Voting for the Ryerson Board of Governors and Senate opened online Monday. Students can vote for who they want to represent them among faculty and alumni via the my.ryerson portal.
The Board of Governors is in charge of the financial well-being of the university and is involved in its budgeting process. The Senate oversees academic issues such as cases of academic misconduct, academic standing and grade appeals.
Victoria Morton, who is running for re-election on the Board of Governors, said students need to be more involved in the financial decision-making process.
“[The] biggest thing we want on a broad level is to create consultation processes as being the expected norm when it comes to governance of the university,” said Morton. “So that means when we change policies, it’s expected that [we] go to the students to see what they think.”
Morton is running on team Motion with fellow candidates Nav Marwah and Neal Muthreja.
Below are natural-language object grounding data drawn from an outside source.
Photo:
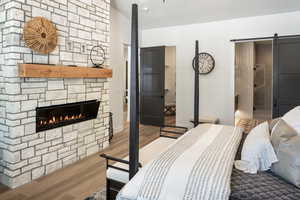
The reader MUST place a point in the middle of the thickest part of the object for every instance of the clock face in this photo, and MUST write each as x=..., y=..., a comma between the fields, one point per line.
x=206, y=63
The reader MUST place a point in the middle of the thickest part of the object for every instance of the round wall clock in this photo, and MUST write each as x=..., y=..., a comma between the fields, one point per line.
x=40, y=35
x=206, y=63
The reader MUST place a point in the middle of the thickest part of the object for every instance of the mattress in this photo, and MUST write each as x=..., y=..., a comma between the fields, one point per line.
x=146, y=154
x=261, y=186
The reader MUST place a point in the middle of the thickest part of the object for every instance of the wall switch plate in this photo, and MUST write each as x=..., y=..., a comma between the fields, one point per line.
x=70, y=45
x=83, y=48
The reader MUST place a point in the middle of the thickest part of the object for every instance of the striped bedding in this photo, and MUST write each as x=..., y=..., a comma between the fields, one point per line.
x=197, y=167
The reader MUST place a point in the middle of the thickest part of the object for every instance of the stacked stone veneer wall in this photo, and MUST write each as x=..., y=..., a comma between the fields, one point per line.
x=24, y=154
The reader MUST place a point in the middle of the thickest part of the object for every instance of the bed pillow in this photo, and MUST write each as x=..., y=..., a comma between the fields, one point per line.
x=257, y=152
x=288, y=166
x=272, y=123
x=280, y=133
x=293, y=118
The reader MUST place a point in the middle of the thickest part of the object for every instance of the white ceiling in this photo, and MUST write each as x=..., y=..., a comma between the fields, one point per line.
x=179, y=12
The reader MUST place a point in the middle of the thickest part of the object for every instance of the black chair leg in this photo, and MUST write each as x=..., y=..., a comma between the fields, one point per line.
x=108, y=195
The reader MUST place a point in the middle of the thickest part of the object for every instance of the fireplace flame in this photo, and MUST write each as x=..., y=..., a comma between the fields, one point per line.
x=55, y=119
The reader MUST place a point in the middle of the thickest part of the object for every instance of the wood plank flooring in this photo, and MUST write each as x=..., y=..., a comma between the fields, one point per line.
x=81, y=179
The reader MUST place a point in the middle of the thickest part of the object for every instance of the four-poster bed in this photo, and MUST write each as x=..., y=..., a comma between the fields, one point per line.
x=198, y=165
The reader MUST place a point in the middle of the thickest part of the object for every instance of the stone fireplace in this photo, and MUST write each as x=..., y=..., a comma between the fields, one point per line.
x=31, y=144
x=51, y=117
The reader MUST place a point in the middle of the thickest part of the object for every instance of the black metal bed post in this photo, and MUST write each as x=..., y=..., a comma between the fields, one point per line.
x=196, y=95
x=265, y=38
x=134, y=97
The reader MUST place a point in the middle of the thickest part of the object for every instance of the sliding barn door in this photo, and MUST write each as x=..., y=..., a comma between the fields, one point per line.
x=286, y=75
x=152, y=100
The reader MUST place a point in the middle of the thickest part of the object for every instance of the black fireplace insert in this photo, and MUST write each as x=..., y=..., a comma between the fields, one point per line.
x=61, y=115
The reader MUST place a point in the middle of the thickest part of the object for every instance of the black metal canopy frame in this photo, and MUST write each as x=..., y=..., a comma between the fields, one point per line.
x=196, y=85
x=276, y=36
x=134, y=97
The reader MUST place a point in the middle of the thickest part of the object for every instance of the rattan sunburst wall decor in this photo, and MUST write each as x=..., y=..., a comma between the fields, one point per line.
x=40, y=35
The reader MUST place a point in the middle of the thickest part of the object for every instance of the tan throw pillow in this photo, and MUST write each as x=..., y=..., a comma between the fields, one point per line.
x=281, y=133
x=288, y=166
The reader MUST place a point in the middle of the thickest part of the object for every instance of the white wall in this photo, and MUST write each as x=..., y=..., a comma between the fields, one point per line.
x=120, y=36
x=217, y=88
x=170, y=75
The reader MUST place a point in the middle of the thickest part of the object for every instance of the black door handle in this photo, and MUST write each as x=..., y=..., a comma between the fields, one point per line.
x=275, y=103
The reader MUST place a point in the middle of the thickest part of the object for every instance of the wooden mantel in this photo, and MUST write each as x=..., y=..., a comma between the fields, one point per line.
x=60, y=71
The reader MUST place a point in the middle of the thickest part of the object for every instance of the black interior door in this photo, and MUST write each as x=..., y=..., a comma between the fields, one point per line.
x=152, y=100
x=286, y=75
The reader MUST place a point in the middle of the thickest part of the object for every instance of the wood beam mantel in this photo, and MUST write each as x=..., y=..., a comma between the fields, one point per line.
x=60, y=71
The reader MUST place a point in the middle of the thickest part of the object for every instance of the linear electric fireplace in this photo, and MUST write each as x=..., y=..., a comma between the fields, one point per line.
x=61, y=115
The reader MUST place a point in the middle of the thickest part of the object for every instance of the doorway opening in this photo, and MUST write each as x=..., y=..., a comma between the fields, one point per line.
x=158, y=85
x=170, y=82
x=253, y=80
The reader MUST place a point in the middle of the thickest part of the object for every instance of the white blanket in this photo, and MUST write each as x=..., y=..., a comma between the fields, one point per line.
x=197, y=167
The Board of Governors is accepting three student representatives, which team Motion hopes to claim.
If elected, team Motion hopes to gain funding to turn unutilized spaces, such as the third floor of the Rogers Communications Centre and the abandoned Pizza Pizza in Eric Palin Hall, into usable group workspaces for students.
Motion is running against other candidates including Sie Mee Cheng, Malek El-Kawas, Dylan Freeman-Gist, Jason King, Daniel Lis, Gajanan (Musa) Raveendran, Roya Rezaee and John-Charles Vaughan.
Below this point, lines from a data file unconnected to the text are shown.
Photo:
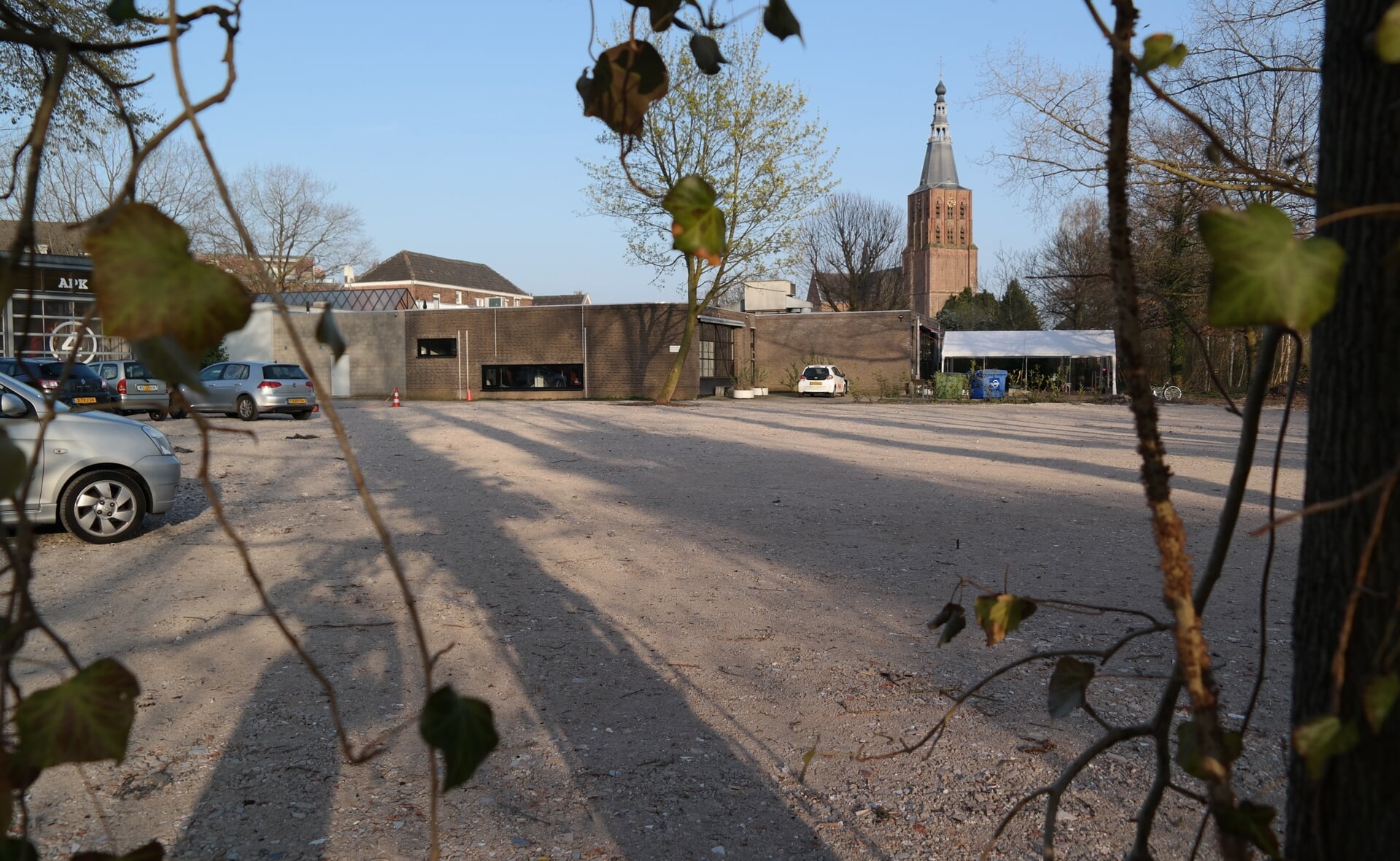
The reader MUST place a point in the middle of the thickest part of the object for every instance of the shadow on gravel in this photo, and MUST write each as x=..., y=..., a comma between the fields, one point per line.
x=274, y=789
x=583, y=675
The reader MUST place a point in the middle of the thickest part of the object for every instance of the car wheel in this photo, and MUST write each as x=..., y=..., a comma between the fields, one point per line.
x=103, y=507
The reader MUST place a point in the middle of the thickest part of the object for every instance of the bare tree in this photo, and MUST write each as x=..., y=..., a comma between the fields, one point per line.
x=1252, y=74
x=853, y=257
x=1071, y=280
x=83, y=179
x=300, y=233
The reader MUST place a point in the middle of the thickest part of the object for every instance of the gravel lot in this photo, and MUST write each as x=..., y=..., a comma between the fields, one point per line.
x=665, y=609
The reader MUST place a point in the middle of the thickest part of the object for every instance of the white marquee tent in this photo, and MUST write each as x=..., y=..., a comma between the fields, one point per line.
x=1074, y=344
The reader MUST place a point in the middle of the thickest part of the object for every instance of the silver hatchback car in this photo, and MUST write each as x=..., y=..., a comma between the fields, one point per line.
x=250, y=390
x=97, y=474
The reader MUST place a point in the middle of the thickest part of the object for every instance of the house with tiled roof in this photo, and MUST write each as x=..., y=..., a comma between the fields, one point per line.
x=437, y=282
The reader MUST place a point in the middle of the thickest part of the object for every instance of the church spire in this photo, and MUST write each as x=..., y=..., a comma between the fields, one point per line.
x=940, y=169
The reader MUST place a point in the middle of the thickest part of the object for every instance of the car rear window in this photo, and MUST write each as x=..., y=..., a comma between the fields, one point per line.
x=53, y=370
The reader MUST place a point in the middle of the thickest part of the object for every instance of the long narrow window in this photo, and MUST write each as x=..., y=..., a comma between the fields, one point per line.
x=518, y=379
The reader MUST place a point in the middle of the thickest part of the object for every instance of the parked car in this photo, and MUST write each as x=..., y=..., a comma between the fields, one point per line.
x=822, y=379
x=83, y=387
x=98, y=474
x=136, y=391
x=250, y=390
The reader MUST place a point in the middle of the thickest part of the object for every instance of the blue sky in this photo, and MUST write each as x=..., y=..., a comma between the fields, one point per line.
x=455, y=129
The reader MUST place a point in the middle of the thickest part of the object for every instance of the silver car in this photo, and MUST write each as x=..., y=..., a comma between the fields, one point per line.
x=98, y=474
x=135, y=390
x=250, y=390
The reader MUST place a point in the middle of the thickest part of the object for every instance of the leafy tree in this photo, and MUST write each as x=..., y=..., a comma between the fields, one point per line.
x=1348, y=571
x=970, y=312
x=851, y=254
x=298, y=230
x=762, y=160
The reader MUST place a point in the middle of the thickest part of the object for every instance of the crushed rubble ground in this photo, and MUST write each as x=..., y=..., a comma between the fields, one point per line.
x=667, y=611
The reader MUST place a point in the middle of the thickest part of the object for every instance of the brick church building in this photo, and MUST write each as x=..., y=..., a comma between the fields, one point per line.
x=940, y=257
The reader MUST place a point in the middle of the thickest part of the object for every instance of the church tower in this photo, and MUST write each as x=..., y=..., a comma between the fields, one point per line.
x=940, y=257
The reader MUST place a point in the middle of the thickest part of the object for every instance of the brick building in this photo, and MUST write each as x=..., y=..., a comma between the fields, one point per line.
x=563, y=352
x=940, y=257
x=437, y=282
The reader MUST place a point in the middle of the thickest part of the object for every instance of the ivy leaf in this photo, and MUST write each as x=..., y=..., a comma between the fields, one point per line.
x=1388, y=35
x=1253, y=822
x=152, y=852
x=1191, y=748
x=328, y=332
x=120, y=12
x=17, y=849
x=780, y=21
x=706, y=52
x=699, y=224
x=1263, y=274
x=1161, y=50
x=169, y=361
x=999, y=615
x=662, y=12
x=147, y=285
x=626, y=80
x=1380, y=696
x=1323, y=738
x=15, y=468
x=86, y=719
x=461, y=728
x=1069, y=684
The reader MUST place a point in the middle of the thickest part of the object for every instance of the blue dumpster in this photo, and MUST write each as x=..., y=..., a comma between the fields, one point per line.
x=989, y=384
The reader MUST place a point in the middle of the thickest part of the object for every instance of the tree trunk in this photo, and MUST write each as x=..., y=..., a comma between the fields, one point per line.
x=1353, y=437
x=668, y=388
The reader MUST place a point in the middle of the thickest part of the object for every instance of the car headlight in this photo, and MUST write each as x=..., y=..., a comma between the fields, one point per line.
x=158, y=439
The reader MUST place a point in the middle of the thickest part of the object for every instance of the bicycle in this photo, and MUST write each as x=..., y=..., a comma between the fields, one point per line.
x=1167, y=393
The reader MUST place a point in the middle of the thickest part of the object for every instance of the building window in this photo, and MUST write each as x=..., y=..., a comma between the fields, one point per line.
x=519, y=379
x=716, y=350
x=437, y=347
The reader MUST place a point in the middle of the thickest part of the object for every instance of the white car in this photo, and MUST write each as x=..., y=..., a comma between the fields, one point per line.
x=824, y=379
x=98, y=474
But for that goal to be reached, students actually have to vote in these elections.
Angela McLean, who is running as at-large student representative on the Senate, understands it might not be students’ top priority to vote.
“The first two years I’ve been here at Ryerson, I’ve realized that a lot of people don’t know what the Senate is or what it does,” said McLean. “That’s definitely a problem because the Senate does a lot of stuff for academics that is really important and affects all of us.”
Voting closes at 4:30 p.m. this Thursday. The results of both elections will be announced on Friday.
“This is the time for your voice to be heard. It’s not everyday that people get to elect students to represent them in such big decision making bodies,” said McLean. “So if you have the opportunity, take it.”